Diritto civile
Persone e Famiglia
23 | 07 | 2021
L’assoggettamento dei beni del fondo patrimoniale ad azione esecutiva
Flaminia Schiavoni
La
terza sezione della Corte di Cassazione, con ordinanza del 23 luglio 2021, n. 21184,
è tornata sul tema della destinazione del fondo patrimoniale e degli atti di
disposizione dei beni dello stesso.
La
costituzione del fondo patrimoniale (art. 167 c.c.) è funzionale a far fronte
ai bisogni della famiglia, intesi come esigenze di vita dei suoi componenti
considerate anche con una certa ampiezza, ricomprendendo in esso, oltre alle
esigenze primarie attinenti alla vita della famiglia (mantenimento, abitazione,
educazione della prole e dei componenti il nucleo, cure mediche, ecc.), in
conformità con il potere di indirizzo della vita familiare in capo ai coniugi,
anche i bisogni relativi allo sviluppo stesso della famiglia, nonché al
potenziamento della sua capacità lavorativa.
La
norma non si riferisce alla cosiddetta famiglia parentale bensì alla famiglia
nucleare: in essa sono compresi i figli legittimi, naturali ed adottivi dei
coniugi, minori e maggiorenni non autonomi patrimonialmente, nonché, secondo la
dottrina, gli affiliati e i minori in affidamento temporaneo; in quest’ultimo
caso, in considerazione del fatto che i coniugi sono tenuti al mantenimento di
tali soggetti (Cass. civ., sez. I, 4 settembre 2019, n. 22069).
Secondo
un risalente orientamento giurisprudenziale, l'onere della prova
dell'estraneità dell'obbligazione di bisogni della famiglia, ai sensi dell'art.
170 c.c., e della relativa consapevolezza da parte del creditore grava sui
coniugi che hanno costituito il fondo patrimoniale e che la destinazione del
debito ai bisogni della famiglia, cui la norma citata fa riferimento, deve
essere intesa non in senso restrittivo, ossia in relazione alla necessità di
soddisfare le esigenze essenziali del nucleo familiare, ma anche – analogamente
a quanto avveniva per i frutti dei beni dotali prima della riforma di cui alla legge
n. 151 del 1975 – con riguardo alle più ampie e varie esigenze dirette al pieno
mantenimento e all'armonico sviluppo della famiglia, nonché al potenziamento
delle sue capacità lavorative, con esclusione delle sole esigenze voluttuarie o
caratterizzate da intenti meramente speculativi (Cass. civ., sez.
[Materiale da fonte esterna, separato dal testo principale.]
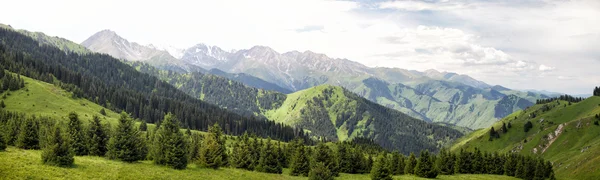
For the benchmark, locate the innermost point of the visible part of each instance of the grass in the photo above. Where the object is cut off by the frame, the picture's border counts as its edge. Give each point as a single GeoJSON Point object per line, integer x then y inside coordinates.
{"type": "Point", "coordinates": [26, 164]}
{"type": "Point", "coordinates": [576, 151]}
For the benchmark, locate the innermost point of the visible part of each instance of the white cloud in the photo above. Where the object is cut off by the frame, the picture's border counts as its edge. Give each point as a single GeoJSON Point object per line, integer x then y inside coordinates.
{"type": "Point", "coordinates": [545, 68]}
{"type": "Point", "coordinates": [499, 42]}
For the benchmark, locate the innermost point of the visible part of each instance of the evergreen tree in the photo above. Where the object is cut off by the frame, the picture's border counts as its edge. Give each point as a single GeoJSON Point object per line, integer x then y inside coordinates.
{"type": "Point", "coordinates": [445, 162]}
{"type": "Point", "coordinates": [411, 163]}
{"type": "Point", "coordinates": [143, 126]}
{"type": "Point", "coordinates": [103, 112]}
{"type": "Point", "coordinates": [58, 152]}
{"type": "Point", "coordinates": [218, 134]}
{"type": "Point", "coordinates": [320, 172]}
{"type": "Point", "coordinates": [393, 163]}
{"type": "Point", "coordinates": [126, 144]}
{"type": "Point", "coordinates": [77, 135]}
{"type": "Point", "coordinates": [527, 126]}
{"type": "Point", "coordinates": [425, 167]}
{"type": "Point", "coordinates": [268, 161]}
{"type": "Point", "coordinates": [98, 137]}
{"type": "Point", "coordinates": [28, 134]}
{"type": "Point", "coordinates": [211, 152]}
{"type": "Point", "coordinates": [2, 142]}
{"type": "Point", "coordinates": [299, 165]}
{"type": "Point", "coordinates": [241, 156]}
{"type": "Point", "coordinates": [325, 155]}
{"type": "Point", "coordinates": [170, 144]}
{"type": "Point", "coordinates": [380, 170]}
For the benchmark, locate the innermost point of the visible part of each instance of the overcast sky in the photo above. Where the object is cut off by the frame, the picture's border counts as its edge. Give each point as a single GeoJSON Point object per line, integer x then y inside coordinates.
{"type": "Point", "coordinates": [523, 44]}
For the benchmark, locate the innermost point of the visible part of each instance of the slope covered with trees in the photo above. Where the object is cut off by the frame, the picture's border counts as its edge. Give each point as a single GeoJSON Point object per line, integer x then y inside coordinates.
{"type": "Point", "coordinates": [117, 86]}
{"type": "Point", "coordinates": [564, 131]}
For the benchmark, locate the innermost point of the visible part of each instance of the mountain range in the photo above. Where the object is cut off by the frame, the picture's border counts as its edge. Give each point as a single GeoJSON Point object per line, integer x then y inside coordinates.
{"type": "Point", "coordinates": [431, 95]}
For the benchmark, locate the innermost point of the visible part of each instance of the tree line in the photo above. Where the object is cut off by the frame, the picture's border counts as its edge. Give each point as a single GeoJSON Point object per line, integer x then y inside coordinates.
{"type": "Point", "coordinates": [117, 86]}
{"type": "Point", "coordinates": [169, 145]}
{"type": "Point", "coordinates": [565, 97]}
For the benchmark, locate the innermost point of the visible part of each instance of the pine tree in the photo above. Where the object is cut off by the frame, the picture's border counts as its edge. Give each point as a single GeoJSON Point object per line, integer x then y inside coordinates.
{"type": "Point", "coordinates": [2, 142]}
{"type": "Point", "coordinates": [98, 137]}
{"type": "Point", "coordinates": [103, 112]}
{"type": "Point", "coordinates": [28, 134]}
{"type": "Point", "coordinates": [218, 134]}
{"type": "Point", "coordinates": [325, 155]}
{"type": "Point", "coordinates": [268, 161]}
{"type": "Point", "coordinates": [143, 126]}
{"type": "Point", "coordinates": [380, 170]}
{"type": "Point", "coordinates": [211, 153]}
{"type": "Point", "coordinates": [170, 144]}
{"type": "Point", "coordinates": [126, 144]}
{"type": "Point", "coordinates": [410, 164]}
{"type": "Point", "coordinates": [445, 162]}
{"type": "Point", "coordinates": [299, 165]}
{"type": "Point", "coordinates": [393, 163]}
{"type": "Point", "coordinates": [425, 167]}
{"type": "Point", "coordinates": [58, 152]}
{"type": "Point", "coordinates": [320, 172]}
{"type": "Point", "coordinates": [77, 135]}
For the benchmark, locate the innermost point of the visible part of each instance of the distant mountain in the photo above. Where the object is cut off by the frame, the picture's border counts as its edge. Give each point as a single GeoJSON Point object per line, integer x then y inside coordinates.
{"type": "Point", "coordinates": [431, 95]}
{"type": "Point", "coordinates": [566, 134]}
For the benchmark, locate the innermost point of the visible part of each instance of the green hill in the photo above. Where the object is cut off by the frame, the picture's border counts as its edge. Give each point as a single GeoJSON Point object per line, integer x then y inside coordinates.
{"type": "Point", "coordinates": [26, 164]}
{"type": "Point", "coordinates": [563, 134]}
{"type": "Point", "coordinates": [338, 114]}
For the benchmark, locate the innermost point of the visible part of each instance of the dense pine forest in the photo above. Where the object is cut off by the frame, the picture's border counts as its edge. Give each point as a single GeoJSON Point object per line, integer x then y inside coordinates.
{"type": "Point", "coordinates": [117, 86]}
{"type": "Point", "coordinates": [168, 145]}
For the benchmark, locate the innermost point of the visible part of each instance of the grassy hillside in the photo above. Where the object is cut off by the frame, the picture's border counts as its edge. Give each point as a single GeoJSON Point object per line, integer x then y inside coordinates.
{"type": "Point", "coordinates": [338, 114]}
{"type": "Point", "coordinates": [26, 164]}
{"type": "Point", "coordinates": [46, 99]}
{"type": "Point", "coordinates": [562, 133]}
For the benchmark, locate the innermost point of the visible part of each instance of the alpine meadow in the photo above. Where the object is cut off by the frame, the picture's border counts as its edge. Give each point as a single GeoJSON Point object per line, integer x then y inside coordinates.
{"type": "Point", "coordinates": [300, 89]}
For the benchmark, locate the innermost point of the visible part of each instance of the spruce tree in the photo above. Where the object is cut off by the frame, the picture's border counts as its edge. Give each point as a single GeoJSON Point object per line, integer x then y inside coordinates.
{"type": "Point", "coordinates": [98, 137]}
{"type": "Point", "coordinates": [58, 152]}
{"type": "Point", "coordinates": [126, 144]}
{"type": "Point", "coordinates": [325, 155]}
{"type": "Point", "coordinates": [2, 142]}
{"type": "Point", "coordinates": [170, 144]}
{"type": "Point", "coordinates": [28, 134]}
{"type": "Point", "coordinates": [143, 126]}
{"type": "Point", "coordinates": [425, 167]}
{"type": "Point", "coordinates": [268, 161]}
{"type": "Point", "coordinates": [320, 172]}
{"type": "Point", "coordinates": [77, 135]}
{"type": "Point", "coordinates": [410, 164]}
{"type": "Point", "coordinates": [299, 165]}
{"type": "Point", "coordinates": [380, 170]}
{"type": "Point", "coordinates": [211, 153]}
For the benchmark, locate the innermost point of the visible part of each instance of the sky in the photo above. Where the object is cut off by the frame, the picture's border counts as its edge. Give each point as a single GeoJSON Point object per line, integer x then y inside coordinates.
{"type": "Point", "coordinates": [549, 45]}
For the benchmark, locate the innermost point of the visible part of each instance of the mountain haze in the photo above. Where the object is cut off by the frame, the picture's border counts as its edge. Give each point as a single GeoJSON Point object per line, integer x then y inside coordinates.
{"type": "Point", "coordinates": [430, 95]}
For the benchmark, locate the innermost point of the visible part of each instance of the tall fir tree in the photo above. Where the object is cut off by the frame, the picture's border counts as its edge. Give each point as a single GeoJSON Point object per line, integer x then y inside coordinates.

I, 18
settembre 2001, n. 11683).
L'orientamento maggioritario della giurisprudenza di legittimità vede, nell'art. 169 c.c., la tutela della libertà negoziale con la conseguenza che, la specifica stipulazione, nel contratto di mutuo ipotecario, relativa alla sottoponibilità dei beni del fondo patrimoniale ad azione esecutiva, rende ultronea l'eventuale autorizzazione del giudice tutelare, pur in presenza di un figlio minorenne. Pur in presenza di figli minori, la preventiva autorizzazione del giudice al compimento di atti di disposizione, indicati in tale disposizione, è applicabile solo in mancanza di un'espressa pattuizione in deroga contenuta nell'atto di costituzione del fondo (Cass. civ., sez. I, 4 settembre 2019, n. 22069).
Peraltro, anche la giurisprudenza meno recente della Suprema Corte propendeva per un'interpretazione valorizzatrice della funzione di garanzia dei beni del fondo patrimoniale per i debiti contratti nell'interesse familiare, affermando che, ai sensi del combinato disposto degli artt. 169 e 170 c.c. e dei principi costituzionali in tema di famiglia, i beni costituiti nel fondo, non potendo essere distolti dalla loro destinazione ai bisogni familiari, non possono costituire oggetto di iscrizione di ipoteca ad opera di terzi, qualunque clausola sia stata inserita nell'atto di costituzione circa le modalità di disposizione degli stessi in difformità da quanto stabilito dal citato art. 169 c.c.; tuttavia, nel caso in cui i coniugi o uno di essi abbiano assunto obbligazioni nell'interesse della famiglia, qualora risultino inadempienti alle stesse, il creditore può procedere all'iscrizione d'ipoteca sui beni costituiti nel fondo, attesa la funzione di garanzia che essi assolvono per il creditore, in quanto correlati al soddisfacimento delle esigenze familiari (Cass. civ., sez. I, 4 giugno 2010, n. 13622).